Deu nisso: inflação superior a 6%, ou seja, bem acima da meta estipulada, que é 4,5% para os desavisados; déficits externos grandes, da ordem de há muito não vistos, de 4% do PIB; queda da produtividade e dos investimentos a taxas apavorantes; rebaixamento do crescimento potencial, de cerca de 3,5% para a casa dos magérrimos 1,5%.

Aí vocês podem dizer (e estão desculpados de antemão pela inocência): mas depois de tanta miséria de resultados, eles reconheceram, ainda que a voz baixinha, os erros crassos? Desculpe informar que não, que não reconheceram. E aguente firme, prezado leitor, tenha nervos de aço, pois aviso aos navegantes que há uma chance de tudo isso se repetir, como naquele filme da marmota, por todos os dias dos próximos quatro anos.

7 a 1 diz alguma coisa pra você? A piada de mau gosto entre os economistas é que, na hipótese de continuidade desse conjunto de políticas econômicas é bom se acostumar com a ideia de inflação na casa dos 7% e crescimento na casa do 1%.
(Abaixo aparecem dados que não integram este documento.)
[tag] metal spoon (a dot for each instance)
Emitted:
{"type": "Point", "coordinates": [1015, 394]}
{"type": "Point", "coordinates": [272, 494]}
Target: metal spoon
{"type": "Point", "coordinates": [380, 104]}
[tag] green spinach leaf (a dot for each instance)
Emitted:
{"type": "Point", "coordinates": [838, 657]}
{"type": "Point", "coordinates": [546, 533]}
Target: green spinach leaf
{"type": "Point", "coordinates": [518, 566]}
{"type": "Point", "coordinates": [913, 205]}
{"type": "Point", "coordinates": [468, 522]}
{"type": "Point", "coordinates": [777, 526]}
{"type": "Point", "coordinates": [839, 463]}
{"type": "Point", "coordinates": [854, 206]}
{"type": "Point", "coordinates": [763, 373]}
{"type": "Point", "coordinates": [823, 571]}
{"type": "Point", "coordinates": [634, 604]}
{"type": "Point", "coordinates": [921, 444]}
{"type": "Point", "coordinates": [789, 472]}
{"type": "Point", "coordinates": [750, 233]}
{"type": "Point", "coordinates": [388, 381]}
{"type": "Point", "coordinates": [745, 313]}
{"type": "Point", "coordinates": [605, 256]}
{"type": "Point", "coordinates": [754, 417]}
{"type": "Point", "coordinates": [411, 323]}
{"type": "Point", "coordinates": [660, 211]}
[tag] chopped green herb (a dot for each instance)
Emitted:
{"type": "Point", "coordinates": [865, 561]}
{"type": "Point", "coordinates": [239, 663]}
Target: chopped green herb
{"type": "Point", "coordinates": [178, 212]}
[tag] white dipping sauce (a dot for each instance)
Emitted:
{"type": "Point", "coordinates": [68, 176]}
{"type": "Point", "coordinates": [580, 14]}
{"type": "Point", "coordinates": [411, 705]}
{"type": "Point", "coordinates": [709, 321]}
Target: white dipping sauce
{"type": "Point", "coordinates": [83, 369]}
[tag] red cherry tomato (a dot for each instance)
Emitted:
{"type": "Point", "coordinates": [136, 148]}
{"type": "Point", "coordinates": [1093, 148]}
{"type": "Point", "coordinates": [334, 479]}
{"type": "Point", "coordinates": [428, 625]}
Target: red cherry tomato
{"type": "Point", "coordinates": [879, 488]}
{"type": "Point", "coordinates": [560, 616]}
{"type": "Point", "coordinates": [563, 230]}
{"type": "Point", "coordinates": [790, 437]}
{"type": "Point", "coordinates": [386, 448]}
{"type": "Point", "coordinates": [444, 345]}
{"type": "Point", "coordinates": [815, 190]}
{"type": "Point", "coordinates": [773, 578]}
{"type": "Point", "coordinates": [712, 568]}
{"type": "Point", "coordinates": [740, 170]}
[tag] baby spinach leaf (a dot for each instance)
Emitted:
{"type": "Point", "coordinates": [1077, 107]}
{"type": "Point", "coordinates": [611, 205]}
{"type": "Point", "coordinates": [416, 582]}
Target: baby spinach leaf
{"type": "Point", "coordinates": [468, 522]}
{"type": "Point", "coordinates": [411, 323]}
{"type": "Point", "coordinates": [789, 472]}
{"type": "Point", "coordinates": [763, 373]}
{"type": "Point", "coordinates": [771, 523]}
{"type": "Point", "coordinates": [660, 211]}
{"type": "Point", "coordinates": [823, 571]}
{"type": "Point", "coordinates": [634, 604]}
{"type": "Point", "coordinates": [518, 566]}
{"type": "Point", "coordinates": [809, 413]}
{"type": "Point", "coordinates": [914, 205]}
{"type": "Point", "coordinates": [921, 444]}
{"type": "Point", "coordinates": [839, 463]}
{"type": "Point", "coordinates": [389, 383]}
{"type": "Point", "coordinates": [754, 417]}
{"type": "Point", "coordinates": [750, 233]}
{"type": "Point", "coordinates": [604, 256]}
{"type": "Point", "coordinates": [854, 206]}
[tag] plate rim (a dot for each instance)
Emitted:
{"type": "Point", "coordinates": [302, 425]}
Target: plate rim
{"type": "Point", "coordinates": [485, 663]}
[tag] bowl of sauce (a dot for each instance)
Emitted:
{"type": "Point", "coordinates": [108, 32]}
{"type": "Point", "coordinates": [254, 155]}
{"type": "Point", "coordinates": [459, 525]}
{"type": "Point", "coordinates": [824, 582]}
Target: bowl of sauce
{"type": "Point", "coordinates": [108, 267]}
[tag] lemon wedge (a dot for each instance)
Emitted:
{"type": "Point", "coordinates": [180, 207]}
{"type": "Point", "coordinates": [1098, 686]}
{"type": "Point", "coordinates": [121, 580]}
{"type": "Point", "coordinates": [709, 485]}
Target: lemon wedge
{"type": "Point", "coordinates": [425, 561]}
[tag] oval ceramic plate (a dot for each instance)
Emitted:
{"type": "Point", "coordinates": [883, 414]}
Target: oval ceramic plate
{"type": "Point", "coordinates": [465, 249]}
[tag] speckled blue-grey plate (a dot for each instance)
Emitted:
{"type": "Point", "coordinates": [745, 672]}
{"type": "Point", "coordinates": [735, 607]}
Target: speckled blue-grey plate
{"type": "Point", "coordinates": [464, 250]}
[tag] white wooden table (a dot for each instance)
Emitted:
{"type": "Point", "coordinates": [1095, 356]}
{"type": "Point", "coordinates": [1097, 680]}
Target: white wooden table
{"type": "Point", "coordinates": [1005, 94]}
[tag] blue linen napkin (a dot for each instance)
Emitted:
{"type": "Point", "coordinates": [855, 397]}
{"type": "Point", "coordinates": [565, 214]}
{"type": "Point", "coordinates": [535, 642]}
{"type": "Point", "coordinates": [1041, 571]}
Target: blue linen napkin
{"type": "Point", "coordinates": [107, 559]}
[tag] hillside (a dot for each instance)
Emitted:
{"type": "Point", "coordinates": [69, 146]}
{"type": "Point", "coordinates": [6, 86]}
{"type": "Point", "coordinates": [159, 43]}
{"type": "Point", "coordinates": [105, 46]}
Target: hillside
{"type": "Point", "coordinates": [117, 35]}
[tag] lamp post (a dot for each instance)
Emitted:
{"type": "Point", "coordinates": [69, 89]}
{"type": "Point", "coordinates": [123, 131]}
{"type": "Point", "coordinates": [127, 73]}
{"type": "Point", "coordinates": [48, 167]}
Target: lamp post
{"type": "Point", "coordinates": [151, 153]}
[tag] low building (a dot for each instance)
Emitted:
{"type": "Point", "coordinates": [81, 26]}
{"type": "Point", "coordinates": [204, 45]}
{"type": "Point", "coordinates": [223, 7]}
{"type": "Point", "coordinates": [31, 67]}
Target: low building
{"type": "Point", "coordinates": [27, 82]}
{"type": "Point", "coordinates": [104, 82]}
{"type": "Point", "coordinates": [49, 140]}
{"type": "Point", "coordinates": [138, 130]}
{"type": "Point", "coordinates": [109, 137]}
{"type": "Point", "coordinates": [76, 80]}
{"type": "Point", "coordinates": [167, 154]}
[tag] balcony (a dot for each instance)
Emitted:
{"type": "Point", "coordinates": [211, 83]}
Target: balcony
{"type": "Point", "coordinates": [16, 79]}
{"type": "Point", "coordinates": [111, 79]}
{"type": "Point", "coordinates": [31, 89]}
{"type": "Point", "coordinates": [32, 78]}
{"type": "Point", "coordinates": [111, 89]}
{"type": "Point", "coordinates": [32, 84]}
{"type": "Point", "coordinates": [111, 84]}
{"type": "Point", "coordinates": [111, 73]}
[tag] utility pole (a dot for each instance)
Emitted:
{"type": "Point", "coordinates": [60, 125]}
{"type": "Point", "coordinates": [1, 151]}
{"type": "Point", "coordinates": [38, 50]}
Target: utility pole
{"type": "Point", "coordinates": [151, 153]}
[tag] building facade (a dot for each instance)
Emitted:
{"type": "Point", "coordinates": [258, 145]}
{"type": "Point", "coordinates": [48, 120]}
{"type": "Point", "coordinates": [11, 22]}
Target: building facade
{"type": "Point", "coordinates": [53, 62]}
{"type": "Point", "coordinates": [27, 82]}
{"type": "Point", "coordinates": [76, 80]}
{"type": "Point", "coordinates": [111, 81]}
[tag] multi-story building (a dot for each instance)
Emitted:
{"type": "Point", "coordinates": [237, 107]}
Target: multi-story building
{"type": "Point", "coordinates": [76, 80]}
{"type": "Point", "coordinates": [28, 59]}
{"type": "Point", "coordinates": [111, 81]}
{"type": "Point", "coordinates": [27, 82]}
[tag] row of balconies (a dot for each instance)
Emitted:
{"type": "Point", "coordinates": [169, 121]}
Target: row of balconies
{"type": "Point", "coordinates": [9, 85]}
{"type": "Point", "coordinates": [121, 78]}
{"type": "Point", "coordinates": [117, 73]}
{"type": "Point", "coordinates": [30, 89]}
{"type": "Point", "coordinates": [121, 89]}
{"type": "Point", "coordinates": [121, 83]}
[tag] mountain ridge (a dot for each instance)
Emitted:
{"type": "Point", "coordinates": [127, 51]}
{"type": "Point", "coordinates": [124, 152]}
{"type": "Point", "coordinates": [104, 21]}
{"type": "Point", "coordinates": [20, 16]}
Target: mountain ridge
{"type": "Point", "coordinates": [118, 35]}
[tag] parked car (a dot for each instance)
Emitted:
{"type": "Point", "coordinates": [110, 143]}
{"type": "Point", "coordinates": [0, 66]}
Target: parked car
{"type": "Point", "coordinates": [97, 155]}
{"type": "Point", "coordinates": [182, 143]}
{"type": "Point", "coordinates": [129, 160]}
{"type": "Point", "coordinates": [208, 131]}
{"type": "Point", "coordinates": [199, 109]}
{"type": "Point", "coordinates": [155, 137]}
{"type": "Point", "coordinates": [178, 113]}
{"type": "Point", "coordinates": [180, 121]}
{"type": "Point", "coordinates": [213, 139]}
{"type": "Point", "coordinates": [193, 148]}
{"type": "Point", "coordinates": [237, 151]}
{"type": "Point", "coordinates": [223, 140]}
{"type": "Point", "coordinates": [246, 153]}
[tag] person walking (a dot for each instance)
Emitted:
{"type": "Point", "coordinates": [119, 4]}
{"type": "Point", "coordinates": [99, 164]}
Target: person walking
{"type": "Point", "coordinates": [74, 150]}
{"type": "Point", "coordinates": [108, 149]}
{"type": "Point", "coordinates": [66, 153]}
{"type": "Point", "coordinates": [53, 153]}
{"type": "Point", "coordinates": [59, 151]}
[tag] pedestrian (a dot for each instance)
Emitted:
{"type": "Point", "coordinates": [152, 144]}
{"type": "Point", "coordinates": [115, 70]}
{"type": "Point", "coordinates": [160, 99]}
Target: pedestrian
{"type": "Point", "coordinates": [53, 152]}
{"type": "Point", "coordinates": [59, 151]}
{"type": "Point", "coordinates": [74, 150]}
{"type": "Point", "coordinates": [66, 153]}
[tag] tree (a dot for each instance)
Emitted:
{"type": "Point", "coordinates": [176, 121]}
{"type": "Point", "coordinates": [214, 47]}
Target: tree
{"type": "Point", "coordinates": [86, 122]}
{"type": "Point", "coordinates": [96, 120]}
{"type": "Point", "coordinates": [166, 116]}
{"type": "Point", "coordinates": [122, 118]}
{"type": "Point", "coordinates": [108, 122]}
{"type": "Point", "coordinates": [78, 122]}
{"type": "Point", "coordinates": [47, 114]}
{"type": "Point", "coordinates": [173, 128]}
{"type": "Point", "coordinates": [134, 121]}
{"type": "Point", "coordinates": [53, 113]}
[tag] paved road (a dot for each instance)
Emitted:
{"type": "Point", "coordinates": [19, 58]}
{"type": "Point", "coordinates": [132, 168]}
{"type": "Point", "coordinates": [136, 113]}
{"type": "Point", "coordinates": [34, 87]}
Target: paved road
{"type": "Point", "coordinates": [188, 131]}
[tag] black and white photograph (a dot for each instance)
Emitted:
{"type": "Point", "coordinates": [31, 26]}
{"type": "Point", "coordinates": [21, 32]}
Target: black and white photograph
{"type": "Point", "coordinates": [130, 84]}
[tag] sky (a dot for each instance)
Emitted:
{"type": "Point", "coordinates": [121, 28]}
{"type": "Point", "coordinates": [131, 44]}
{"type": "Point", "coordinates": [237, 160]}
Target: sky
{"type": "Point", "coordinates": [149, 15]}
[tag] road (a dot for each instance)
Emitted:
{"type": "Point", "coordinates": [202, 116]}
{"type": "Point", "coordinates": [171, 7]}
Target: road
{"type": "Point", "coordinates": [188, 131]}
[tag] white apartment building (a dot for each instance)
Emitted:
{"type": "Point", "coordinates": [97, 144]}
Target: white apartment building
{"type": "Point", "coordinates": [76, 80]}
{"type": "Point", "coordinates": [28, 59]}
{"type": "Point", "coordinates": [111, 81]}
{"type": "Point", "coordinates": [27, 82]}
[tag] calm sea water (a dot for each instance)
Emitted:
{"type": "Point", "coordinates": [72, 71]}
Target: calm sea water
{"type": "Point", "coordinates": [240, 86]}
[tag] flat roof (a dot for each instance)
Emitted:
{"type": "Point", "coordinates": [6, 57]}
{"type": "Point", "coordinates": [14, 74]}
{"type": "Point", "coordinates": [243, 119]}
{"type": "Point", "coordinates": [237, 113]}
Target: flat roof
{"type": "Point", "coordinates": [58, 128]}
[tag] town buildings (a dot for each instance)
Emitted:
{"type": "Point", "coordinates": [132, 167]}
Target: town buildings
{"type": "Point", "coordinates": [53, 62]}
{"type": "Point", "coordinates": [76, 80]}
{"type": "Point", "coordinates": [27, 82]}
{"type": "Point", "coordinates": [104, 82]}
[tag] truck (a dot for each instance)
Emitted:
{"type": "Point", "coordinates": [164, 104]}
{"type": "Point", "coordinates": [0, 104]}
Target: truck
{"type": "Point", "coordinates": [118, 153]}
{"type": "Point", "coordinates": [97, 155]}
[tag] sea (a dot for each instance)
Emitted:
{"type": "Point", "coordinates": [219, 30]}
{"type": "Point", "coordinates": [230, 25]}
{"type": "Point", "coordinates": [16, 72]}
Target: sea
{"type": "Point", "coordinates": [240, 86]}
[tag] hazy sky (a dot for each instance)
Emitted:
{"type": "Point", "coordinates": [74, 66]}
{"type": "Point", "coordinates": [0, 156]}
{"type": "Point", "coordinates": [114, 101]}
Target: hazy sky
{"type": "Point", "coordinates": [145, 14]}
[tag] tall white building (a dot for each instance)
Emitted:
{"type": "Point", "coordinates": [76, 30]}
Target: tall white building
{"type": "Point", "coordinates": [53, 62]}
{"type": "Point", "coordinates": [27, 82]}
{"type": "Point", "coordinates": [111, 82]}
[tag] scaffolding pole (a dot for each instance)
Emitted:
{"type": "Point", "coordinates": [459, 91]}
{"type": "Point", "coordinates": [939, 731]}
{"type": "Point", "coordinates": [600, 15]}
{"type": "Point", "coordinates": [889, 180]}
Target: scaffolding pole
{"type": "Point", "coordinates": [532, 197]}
O governo, claro, e seus defensores, dizem que não é nada disso. Que a desaceleração tem que ver com uma economia mundial em dificuldades. Mas como pode ser essa a explicação se outras economias emergentes estão indo muito bem, obrigado? Ok, demos um injustificável benefício da dúvida, aceitemos que foi a desaceleração mundial que nos legou esse crescimento médio de menos de 2%. Sendo essa a história, porém, por que, enquanto a inflação lá fora está mais para perto de 2%, a nossa situa-se acima de 6%? Não estamos sofrendo de um mal de desaceleração generalizado? Ué, mas isso implica inflação perto de zero...contudo a nossa é de mais de 6%. Ué mesmo.

Não foi o cenário internacional, meus prezados, foram os erros na política econômica. Era uma vez um país cujo futuro, escorregadio, teimava em não chegar. Era uma vez o Brasil.